THE Australian Agricultural Co has warned shareholders it expects to incur a negative non-cash mark-to-market impact on the valuation of its trading and breeding herds, due to widespread dry conditions across the north and the subsequent impact on cattle markets.
The early start to AA Co’s cattle turnoff this year is clearly illustrated, as the absence of a traditional wet weason across large areas of the north takes effect.
The company sold 41,200 head for the first three months of the year, compared with just 29,600 head for the same period last year, when the company was holding cattle as long as possible to maximise weightgain in the face of a big body of green feed.
Comparisons for different cattle groups between Q1 2013 livestock sales and Q1 2012 sales (previous year in brackets) include:
- Grass finished cattle: 9250 (2860)
- Breeder and feeder: 12,000 (1082)
- Live export: 8600 (12,500).
The average price achieved by AA Co for cattle sold January-March this year was $980/head – a 22 percent decline from last year’s figure of $1255. Live export prices were at least 25c/kg lower than the first quarter last year.
In its quarterly operational update issued this afternoon, AA Co illustrated the current seasonal conditions across its land assets with a cumulative rainfall graph (mean rainfall across all properties) which suggests that 2013 is currently below the same period in 2007 and 2008 – both of which were desperately dry years.
“While this year’s rainfall across company properties has obviously been very disappointing, the build-up to this year’s low rainfall has been much better,” AA Co chief operating officer Troy Setter said.
“The big difference this year is the very good body of dry feed remaining in front of the cattle from last year’s big season, whereas 2008 was really a continuation of a drought that started in 2007, leaving very little feed at all,” Mr Setter said.
“This year’s drought is off the back of three consecutive ripping seasons, so there is a big difference in circumstances.”
While AA Co had recorded a big sell-off of cattle during the first three months of the year, this was more due to the cattle handling season starting much earlier than normal, rather than any drastic sell-down of stock.
“We’ve got plenty of dry feed, and at this stage we have no plans to sell large numbers of breeders, apart from those that would normally be sold based on age and other criteria,” Mr Setter said.
“It’s just that we have been able to access our sale cattle a lot earlier this year. That process started in mid-January, due to the lack of rain, whereas in a more typical year mustering might not start until closer to Easter, due to wet conditions and paddock access.”
AA Co was already budgeting for lower weights in 2013 slaughter cattle than what had been seen for the past two years, more details of which are likely to be disclosed at a financial update to the market in mid-May.
Mr Setter said this year was a ‘little deceiving’ as some company properties had in fact had very good rain.

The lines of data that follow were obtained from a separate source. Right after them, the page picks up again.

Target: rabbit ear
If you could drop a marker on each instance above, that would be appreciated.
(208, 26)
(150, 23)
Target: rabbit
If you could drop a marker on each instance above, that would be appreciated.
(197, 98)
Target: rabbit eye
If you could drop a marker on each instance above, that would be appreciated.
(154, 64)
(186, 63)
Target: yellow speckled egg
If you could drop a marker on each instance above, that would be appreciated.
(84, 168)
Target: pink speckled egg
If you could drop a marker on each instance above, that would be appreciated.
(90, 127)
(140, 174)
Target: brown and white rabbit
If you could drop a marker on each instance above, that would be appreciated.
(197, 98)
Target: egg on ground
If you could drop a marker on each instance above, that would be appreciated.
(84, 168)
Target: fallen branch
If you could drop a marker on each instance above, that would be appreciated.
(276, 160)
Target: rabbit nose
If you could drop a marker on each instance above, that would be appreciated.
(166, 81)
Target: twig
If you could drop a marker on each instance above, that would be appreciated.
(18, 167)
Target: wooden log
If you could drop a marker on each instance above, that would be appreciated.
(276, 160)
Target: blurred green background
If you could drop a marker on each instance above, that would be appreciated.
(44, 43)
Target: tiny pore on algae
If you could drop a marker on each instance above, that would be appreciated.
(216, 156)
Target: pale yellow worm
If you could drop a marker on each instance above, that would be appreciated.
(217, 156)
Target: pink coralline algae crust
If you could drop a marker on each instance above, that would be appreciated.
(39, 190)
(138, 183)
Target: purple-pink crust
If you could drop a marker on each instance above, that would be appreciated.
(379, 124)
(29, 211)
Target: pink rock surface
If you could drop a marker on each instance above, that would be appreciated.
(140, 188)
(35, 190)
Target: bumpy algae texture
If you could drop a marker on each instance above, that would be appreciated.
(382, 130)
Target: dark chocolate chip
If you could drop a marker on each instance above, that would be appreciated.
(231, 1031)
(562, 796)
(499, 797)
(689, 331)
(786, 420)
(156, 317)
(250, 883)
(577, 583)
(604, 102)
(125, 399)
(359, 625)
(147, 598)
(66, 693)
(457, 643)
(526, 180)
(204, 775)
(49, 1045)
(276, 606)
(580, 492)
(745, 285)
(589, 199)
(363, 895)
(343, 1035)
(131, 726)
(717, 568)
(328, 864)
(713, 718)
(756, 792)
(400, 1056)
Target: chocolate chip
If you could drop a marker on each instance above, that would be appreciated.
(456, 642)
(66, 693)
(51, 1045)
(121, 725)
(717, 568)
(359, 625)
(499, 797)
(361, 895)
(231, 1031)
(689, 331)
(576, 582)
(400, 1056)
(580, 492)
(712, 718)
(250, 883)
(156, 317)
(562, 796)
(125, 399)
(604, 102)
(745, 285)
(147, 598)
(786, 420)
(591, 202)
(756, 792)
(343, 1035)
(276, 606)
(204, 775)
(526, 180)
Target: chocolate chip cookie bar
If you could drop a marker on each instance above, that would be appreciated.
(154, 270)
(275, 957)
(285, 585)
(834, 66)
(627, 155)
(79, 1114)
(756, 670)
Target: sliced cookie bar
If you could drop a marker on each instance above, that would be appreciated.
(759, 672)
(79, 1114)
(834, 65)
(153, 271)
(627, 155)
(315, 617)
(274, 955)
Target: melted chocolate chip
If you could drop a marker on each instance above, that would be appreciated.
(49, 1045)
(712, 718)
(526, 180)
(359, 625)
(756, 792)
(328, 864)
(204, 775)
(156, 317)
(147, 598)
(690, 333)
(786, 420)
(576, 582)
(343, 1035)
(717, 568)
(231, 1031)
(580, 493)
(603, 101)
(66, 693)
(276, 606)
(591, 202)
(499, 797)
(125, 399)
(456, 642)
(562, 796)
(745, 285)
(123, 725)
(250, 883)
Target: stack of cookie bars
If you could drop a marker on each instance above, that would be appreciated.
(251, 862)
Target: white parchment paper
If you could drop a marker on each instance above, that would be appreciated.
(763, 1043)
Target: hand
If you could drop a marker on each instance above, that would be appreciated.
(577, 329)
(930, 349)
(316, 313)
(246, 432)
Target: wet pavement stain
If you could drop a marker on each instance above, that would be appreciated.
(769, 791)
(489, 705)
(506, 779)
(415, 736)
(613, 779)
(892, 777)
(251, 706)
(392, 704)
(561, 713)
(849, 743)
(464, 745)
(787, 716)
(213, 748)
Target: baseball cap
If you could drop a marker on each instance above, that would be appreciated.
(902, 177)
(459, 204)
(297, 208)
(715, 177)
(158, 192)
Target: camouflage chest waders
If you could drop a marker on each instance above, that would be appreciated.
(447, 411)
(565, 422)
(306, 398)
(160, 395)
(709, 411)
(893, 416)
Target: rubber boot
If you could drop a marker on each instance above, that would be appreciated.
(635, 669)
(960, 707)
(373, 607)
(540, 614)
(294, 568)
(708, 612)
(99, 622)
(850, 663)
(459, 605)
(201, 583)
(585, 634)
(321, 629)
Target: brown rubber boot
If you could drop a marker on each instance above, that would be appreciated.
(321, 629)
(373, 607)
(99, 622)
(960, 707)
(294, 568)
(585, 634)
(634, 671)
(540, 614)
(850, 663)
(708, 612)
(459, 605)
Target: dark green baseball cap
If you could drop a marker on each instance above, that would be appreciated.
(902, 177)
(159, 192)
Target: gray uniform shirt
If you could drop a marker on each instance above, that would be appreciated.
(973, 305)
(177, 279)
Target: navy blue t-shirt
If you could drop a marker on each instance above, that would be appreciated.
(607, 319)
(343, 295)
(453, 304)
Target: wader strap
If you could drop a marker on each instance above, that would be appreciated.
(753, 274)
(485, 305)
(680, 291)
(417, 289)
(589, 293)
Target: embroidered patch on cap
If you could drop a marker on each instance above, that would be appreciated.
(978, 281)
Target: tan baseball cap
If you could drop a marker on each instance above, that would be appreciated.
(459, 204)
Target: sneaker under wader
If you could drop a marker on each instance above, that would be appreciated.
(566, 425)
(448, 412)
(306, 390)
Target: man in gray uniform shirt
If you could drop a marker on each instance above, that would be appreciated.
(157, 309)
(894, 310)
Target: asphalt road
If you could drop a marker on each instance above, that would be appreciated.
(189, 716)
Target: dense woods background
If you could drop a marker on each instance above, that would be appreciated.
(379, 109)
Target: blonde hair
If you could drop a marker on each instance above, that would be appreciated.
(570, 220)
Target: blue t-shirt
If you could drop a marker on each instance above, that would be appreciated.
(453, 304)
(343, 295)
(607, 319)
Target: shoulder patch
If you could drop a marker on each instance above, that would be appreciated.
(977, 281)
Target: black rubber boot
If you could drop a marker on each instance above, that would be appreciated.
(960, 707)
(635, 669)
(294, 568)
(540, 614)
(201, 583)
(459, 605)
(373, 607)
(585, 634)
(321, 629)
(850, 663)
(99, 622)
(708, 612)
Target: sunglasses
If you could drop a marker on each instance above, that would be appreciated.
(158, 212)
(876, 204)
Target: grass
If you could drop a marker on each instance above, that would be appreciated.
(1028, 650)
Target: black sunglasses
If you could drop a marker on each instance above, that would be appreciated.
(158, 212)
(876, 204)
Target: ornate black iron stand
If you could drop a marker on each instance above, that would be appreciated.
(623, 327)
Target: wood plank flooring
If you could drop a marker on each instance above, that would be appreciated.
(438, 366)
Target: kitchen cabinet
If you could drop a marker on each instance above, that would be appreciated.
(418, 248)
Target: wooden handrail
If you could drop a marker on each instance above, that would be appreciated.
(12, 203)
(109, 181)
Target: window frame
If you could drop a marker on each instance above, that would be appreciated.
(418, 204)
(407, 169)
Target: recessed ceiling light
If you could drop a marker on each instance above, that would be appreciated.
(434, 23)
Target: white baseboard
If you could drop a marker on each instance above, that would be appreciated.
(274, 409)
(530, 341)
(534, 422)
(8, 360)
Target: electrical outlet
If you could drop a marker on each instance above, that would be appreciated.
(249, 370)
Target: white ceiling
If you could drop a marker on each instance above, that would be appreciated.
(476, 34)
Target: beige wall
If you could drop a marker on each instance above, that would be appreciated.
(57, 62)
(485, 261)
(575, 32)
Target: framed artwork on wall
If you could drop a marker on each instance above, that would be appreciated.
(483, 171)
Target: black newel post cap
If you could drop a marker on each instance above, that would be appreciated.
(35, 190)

In the channel country South Galway, for example, was in great shape, as was Goonoo on the Central Highlands.
Those properties would be turning-off cattle later in the year, as normal, and there would be some internal stock transfers from drier properties to those that had received more rain.
The Barkly Tableland is really central to AA Co’s concerns over current dry conditions, although the lakes systems are still carrying plenty of water from two wet years, providing as lot of feed around the perimeter.
There were also some useful late season isolated storms across the company’s gulf properties in the last week, and more useful falls of up to 50mm across parts of the Barkly over the past fortnight.
Weather impacts prices
Today’s operational update to the ASX said the current weather pattern was continuing to affect domestic cattle prices, with the Eastern Young Cattle Indicator tracking well below 2012 levels due mainly to a decline in demand for re-stocking cattle.
“Prices also continue to be affected by the Federal Government’s 2011 suspension of live exports and subsequent reduction in Indonesian permits, together with the adverse impact of the continued high A$,” the report said. “Cattle which would have been destined for Indonesia are continuing to pressure the domestic market. All market categories have fallen significantly in value.”
The update said AA Co was monitoring the weather closely to determine its ongoing sales strategy as the year unfolded.
Big lift in grainfed turnoff
In reporting on beef sales, the operational update revealed that first quarter sales of grainfed (non Wagyu) beef reached close to 2400 tonnes – a huge rise from 770 tonnes for the same period last year.
That could be explained in part by the big increase in feedlot placements towards the end of 2012 as conditions dried off, together with larger numbers of bought cattle going onto feed, Mr Setter said.
Wagyu beef sales volume for Q1 reached 1900 tonnes, slightly up from 1830t last year.
Average selling price for Q1 beef (all descriptions) was $8.76/kg, down from $9.00/kg this time last year.